Présentée pour la première fois depuis plus de quarante ans, la toile Danse bretonne de Paul Gauguin a été vendue ce mardi 9 décembre 2025 chez Artcurial à Paris. L’œuvre, estimée entre 500 000 et 700 000 euros, a finalement trouvé preneur pour 760 000 euros.

Une scène bretonne peinte au Pouldu et longtemps invisible

Réalisée en 1889 dans la petite station balnéaire du Pouldu, dans le Finistère, Danse bretonne fait partie d’une série de décors commandés à Gauguin et à ses compagnons peintres par Marie Henry, alors tenancière de La Buvette de la Plage. Le panneau peint, qui mesurait 80 centimètres de large pour 20 de haut, ornait à l’origine la cheminée de l’auberge, lieu de passage de nombreux artistes à la fin du XIXe siècle.

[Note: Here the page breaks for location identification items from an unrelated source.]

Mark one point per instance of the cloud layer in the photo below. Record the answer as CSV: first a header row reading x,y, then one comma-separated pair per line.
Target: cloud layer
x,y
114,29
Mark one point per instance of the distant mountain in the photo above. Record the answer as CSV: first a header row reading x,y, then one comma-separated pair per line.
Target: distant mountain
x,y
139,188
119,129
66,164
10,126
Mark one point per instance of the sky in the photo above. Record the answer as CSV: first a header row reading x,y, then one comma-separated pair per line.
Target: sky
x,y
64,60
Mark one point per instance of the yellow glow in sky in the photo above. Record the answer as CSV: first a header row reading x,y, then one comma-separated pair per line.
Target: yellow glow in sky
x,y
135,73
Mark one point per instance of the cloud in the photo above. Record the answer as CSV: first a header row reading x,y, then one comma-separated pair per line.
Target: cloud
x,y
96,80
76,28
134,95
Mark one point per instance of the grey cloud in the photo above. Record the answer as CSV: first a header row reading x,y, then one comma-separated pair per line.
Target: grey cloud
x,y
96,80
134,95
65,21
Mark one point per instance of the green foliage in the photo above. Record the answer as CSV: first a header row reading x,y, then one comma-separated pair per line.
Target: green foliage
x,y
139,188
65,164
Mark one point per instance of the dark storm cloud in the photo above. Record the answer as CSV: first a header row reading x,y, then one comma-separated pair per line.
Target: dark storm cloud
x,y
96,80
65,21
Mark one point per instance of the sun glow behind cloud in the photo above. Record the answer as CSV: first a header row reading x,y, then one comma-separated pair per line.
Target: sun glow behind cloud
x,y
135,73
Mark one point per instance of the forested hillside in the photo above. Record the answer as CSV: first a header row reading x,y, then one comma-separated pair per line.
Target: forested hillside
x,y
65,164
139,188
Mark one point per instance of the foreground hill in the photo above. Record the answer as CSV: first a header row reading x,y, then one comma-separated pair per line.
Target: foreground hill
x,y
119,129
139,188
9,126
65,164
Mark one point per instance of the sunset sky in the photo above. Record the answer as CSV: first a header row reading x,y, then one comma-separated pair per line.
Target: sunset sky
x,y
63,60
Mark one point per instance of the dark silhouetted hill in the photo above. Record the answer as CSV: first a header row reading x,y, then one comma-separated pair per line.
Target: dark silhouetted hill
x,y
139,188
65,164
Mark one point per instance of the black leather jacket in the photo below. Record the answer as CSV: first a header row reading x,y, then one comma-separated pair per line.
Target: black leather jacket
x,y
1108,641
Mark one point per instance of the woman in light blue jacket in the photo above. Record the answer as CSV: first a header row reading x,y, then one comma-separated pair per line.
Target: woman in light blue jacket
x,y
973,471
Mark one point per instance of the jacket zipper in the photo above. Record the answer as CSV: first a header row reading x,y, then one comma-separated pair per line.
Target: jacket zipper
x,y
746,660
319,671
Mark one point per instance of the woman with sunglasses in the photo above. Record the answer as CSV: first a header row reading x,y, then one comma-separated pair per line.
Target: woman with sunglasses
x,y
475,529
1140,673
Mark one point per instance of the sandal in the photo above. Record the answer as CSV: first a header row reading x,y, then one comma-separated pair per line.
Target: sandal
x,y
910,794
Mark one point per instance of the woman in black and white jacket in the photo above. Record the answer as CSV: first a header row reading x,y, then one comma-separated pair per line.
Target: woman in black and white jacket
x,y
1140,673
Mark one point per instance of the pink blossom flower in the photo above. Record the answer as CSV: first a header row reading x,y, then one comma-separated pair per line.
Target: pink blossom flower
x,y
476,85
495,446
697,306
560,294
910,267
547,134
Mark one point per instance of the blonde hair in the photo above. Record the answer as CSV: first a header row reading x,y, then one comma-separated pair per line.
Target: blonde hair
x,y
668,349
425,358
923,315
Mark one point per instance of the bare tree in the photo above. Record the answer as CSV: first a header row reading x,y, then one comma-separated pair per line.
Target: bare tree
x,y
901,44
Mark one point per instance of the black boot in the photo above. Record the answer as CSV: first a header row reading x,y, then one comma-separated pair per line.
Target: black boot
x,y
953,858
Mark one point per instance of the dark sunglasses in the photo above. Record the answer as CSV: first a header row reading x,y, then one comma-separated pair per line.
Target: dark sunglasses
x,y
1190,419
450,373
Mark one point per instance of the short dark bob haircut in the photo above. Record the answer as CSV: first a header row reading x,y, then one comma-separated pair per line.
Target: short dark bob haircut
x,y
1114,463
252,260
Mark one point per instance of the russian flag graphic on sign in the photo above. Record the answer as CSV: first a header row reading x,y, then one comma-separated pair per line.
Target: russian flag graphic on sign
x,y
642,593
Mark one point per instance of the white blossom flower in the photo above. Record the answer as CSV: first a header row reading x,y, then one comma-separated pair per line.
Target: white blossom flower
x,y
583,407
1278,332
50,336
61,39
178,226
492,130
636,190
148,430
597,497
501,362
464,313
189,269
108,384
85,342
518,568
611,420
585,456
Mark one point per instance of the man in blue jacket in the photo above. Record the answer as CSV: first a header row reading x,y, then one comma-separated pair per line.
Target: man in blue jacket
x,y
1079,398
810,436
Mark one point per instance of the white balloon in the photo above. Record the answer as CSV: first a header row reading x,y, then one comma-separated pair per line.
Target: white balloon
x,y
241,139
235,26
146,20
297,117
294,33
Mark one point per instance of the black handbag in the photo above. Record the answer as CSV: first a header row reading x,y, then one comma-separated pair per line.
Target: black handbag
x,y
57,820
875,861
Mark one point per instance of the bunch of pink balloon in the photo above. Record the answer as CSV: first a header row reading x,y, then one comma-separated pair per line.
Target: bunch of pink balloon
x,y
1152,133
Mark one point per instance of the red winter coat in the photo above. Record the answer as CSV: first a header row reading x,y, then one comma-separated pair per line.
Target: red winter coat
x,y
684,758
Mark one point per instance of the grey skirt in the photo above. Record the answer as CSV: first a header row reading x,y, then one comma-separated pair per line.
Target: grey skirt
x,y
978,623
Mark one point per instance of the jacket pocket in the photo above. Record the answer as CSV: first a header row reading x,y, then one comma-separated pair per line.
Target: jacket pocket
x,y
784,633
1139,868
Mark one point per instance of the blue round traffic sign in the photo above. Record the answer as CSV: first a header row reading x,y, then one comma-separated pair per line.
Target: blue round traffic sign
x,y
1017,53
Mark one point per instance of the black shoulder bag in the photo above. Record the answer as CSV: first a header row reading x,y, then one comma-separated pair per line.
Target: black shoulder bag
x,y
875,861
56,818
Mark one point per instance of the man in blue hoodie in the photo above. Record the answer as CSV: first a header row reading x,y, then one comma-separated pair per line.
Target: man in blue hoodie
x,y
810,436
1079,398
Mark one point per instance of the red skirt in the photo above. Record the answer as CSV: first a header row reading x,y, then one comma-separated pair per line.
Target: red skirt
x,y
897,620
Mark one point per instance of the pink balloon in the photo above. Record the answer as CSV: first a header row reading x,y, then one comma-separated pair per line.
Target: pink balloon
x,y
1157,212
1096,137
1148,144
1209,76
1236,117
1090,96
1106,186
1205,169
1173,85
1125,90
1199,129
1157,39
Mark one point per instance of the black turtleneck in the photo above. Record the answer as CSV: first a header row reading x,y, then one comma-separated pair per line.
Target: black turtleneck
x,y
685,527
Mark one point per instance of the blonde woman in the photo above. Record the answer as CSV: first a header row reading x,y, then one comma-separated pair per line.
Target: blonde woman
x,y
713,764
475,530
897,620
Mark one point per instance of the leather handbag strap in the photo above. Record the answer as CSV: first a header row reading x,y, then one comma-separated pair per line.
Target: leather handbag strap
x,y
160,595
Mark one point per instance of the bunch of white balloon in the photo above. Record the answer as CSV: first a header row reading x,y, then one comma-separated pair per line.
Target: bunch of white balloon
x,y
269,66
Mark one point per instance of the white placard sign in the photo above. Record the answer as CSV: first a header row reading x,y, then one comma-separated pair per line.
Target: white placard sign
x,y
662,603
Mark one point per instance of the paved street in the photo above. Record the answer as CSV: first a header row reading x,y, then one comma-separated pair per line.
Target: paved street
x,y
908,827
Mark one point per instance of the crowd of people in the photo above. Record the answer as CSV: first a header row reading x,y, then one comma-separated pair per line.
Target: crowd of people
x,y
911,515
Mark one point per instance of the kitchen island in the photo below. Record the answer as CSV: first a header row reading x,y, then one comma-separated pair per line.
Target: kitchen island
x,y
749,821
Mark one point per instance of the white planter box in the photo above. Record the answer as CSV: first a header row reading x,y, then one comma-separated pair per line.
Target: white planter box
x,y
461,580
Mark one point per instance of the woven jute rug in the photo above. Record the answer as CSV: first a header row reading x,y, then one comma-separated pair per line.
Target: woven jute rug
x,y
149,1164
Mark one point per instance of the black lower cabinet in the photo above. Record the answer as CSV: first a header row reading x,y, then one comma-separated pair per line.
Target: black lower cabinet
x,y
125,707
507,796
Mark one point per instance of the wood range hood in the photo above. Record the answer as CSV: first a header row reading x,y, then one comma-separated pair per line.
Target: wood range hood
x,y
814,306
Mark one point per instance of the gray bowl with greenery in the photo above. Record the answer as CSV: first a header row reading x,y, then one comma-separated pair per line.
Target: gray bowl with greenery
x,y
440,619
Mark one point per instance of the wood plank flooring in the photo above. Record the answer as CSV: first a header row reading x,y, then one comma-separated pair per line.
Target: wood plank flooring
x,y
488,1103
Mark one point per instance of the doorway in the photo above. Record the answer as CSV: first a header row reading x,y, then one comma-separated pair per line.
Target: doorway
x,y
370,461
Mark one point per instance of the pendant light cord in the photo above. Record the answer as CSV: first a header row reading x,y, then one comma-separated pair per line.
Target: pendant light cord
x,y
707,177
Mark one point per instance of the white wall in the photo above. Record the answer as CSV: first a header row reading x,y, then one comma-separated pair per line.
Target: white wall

La scène, vivante et joyeuse, représente des villageois en farandole, des musiciens et une paysanne entourée d’animaux. D’après Bruno Jaubert, directeur du département Impressionniste et Moderne chez Artcurial, interrogé par ICI Breizh Izel, cette huile sur bois est “pleine d’humour et d’esprit”. Restée dans des collections privées après avoir été vendue dans les années 1920, l’œuvre n’avait plus été montrée publiquement depuis une exposition new-yorkaise en 1983.

Une œuvre redécouverte et authentifiée après des doutes

La trajectoire de Danse bretonne est marquée par plusieurs rebondissements. Si elle avait été reconnue à sa création, deux spécialistes contestèrent dans les années 1980 qu’elle soit bien de la main de Gauguin. Il a fallu attendre 2020 pour que le comité Paul Gauguin, affilié au Wildenstein Plattner Institute à Paris, en confirme formellement l’authenticité.

Sa rareté, son histoire mouvementée et sa valeur patrimoniale ont éveillé l’intérêt de plusieurs institutions, musées français comme étrangers, selon Artcurial. Et c’est finalement pour 760 000 euros que le tableau a été adjugé lors de la vente du 9 décembre. Une somme supérieure aux estimations initiales.

Dans le même temps, au Pouldu, le Centre d’interprétation Gauguin continue de faire vivre cette mémoire en exposant une reconstitution fidèle de la salle décorée par l’artiste, où figure une réplique de cette œuvre désormais sortie de l’ombre.